Пока я вежливо обмениваюсь любезностями с влиятельными гостями, прибегает пятилетняя принцесса в пышной юбке и начинает тянуть старшую сестру в игротеку со свойственной каждому ребенку прилипчивостью. В конце концов Даша бросает меня на произвол судьбы.
Чтобы вы были в курсе, Герман Львович мне совсем не импонирует, в его обществе как-то неуютно.
− Прошу вас, наслаждайтесь праздником, − дипломатично откланиваюсь я и отправляюсь искать сестер Смирновых.

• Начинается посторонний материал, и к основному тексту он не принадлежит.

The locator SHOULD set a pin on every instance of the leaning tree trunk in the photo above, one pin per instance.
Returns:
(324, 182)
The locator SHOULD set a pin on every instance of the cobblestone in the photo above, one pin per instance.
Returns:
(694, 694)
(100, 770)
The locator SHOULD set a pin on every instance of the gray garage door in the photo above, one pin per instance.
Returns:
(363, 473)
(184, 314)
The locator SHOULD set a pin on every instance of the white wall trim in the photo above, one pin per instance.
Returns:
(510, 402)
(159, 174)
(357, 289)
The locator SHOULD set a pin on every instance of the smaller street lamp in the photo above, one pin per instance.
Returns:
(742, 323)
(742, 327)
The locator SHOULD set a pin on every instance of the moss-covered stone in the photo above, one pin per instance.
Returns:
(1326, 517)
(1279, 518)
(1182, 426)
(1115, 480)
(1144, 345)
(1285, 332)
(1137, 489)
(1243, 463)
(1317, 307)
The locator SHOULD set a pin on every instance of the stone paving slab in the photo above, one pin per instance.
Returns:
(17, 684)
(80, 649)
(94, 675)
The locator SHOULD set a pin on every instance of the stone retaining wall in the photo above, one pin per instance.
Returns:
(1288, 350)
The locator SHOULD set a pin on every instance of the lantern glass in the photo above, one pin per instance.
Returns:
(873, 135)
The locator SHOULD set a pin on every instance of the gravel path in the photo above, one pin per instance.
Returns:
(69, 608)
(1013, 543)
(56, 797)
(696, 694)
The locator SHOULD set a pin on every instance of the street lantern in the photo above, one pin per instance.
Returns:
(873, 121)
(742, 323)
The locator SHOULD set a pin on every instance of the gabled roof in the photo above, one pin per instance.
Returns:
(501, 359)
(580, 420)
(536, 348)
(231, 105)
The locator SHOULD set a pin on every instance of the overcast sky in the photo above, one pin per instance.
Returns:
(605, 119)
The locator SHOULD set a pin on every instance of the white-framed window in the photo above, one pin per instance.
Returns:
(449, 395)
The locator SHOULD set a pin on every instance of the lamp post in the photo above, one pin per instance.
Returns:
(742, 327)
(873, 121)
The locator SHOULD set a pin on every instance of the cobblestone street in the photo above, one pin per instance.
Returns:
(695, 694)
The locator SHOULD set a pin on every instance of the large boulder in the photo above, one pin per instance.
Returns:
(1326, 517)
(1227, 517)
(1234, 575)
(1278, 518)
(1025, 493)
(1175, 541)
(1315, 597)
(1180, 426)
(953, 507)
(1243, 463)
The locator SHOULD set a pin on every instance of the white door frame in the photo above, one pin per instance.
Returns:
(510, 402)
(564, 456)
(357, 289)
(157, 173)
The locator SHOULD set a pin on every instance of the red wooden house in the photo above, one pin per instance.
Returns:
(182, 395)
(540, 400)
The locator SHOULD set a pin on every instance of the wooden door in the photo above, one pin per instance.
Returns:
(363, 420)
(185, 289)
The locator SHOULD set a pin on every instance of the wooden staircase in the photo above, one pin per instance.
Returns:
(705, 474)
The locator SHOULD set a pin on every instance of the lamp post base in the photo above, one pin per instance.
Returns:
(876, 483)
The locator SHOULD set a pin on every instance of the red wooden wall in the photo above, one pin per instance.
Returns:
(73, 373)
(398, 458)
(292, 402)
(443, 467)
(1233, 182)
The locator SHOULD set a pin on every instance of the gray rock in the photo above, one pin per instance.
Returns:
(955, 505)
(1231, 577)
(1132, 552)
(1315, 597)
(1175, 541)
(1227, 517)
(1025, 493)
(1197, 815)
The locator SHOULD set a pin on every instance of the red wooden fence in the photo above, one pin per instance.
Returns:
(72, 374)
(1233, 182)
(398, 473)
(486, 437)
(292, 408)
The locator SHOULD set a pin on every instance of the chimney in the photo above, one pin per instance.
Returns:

Держа путь в игротеку, я прохожу притемненный зал со скульптурным фонтаном. На меня производит сильное впечатление скульптура архангела, сошедшего с небес на Страшный Суд. Качающиеся на воде горящие свечи бросают на стены дрожащие таинственные тени от его размашистых крыльев. Стан крылатого каменного меченосца полностью загораживает рассматривающий его высокий крупный мужчина, в королевской выправке которого заложена непререкаемая властность и независимость. Захватившая мое воображение картина ожившего вершителя судеб выглядит настолько реалистично, кажется, что когда мужчина развернется, то взмахнет крыльями и с мечом в руке вознесется к небесам. Совершенно околдованная собственной фантазией, я даже улавливаю посылаемые им флюиды. Необычайным образом неуловимые частицы обволакивают меня мягким облаком и притягивают магнитом.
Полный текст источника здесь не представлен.